Serial Control December 28
The controller is based on a simple serial control protocol. There are four switches and a potentiometer on the landside controller, the state of each needs to be communicated to the kiteside controller. Rather than use binary commands that I would likely not remember, I put together a very simple ASCII protocol.
The basic commands are:
- Pan left (’L')
- Pan right (’R')
- Stop panning (’X')
- Take picture (’S')
- Set tilt to new value (’T’ + Byte)
- Set mode to Manual (’M')
- Mode to Intervalometer (’I')
- Mode to Autokap (’A')
- Mode to New (’N') (undetermined yet what this will do)
Tilt is the only one that’s giving me some trouble, mainly due to a small type conversion error that was overrunning its variable. Nonetheless, that should be fixed. The tilt routine would simple read the value from the potentiometer, and if it has changed send out a new tilt setting and then wait 10ms before checking again. So if the pot is set half-way, it would send out T and then 0×80 as a single byte. The kiteside controller converts this into a tilt setting for the servo, and updates it appropriately. If the pot isn’t moving, there is no delay, but the short wait prevents the servo from getting every single setting of the pot as it’s moved.
The timer routine is set up so that it throws an interrupt every millisecond or so, into that function I’ll add a statement that will re-send the ‘X’ every 100ms or so as a keepalive ping, but also to keep the camera from spinning uncontrolled if the receiver misses an ‘X’ for whatever reason.

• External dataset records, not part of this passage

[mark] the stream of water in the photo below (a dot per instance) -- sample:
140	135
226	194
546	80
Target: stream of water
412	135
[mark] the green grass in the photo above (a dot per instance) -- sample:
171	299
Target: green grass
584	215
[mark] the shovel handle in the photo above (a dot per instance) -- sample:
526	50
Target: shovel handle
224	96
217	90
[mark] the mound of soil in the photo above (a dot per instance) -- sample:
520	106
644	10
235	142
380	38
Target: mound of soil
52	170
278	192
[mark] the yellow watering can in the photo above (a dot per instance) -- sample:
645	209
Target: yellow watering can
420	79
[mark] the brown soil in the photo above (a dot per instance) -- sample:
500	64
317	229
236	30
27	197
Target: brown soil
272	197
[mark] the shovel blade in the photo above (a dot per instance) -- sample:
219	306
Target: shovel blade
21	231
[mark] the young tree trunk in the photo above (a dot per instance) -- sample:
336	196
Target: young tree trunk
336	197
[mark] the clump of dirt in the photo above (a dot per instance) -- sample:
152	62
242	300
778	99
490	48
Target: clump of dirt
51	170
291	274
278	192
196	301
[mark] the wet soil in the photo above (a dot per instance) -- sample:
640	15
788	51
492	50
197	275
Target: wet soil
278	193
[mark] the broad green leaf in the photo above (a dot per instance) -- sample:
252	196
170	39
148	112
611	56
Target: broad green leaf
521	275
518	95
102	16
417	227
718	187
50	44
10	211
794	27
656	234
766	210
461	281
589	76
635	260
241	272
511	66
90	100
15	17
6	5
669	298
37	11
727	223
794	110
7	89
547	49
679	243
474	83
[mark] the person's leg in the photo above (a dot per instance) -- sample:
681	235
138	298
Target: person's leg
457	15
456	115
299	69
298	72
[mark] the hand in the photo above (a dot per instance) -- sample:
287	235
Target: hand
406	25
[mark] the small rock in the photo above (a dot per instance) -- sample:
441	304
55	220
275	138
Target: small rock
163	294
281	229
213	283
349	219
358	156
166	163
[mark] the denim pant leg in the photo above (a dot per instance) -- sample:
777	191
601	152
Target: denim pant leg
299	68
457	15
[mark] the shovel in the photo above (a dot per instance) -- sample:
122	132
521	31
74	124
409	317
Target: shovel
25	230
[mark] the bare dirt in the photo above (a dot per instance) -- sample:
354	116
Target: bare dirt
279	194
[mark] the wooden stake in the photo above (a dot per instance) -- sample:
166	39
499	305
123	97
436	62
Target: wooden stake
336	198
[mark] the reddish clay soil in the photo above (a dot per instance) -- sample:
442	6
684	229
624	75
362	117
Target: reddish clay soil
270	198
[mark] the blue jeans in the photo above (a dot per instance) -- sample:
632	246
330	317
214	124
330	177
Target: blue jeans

The kiteside will also be watching for those X’s (if it’s not currently panning) to see if it’s out of range. If it doesn’t get a control signal for say 5 seconds, it’ll go into autokap mode (well, not if it’s flying the film camera…) and just start taking shots at it’s current tilt setting. This will let me still get images, even if the camera is not within range.
In autokap mode, the kiteside controller will still respond to tilt setting messages, but otherwise will not pay mind to pan/shutter commands. In intervalometer, it’ll trigger the shutter every 5 seconds, but still respond to pan/tilt/shutter commands.
The other cool thing about these commands is that I can plug a serial cable directly into the kiteside board and trigger the commands from my keyboard without having a working landside controller.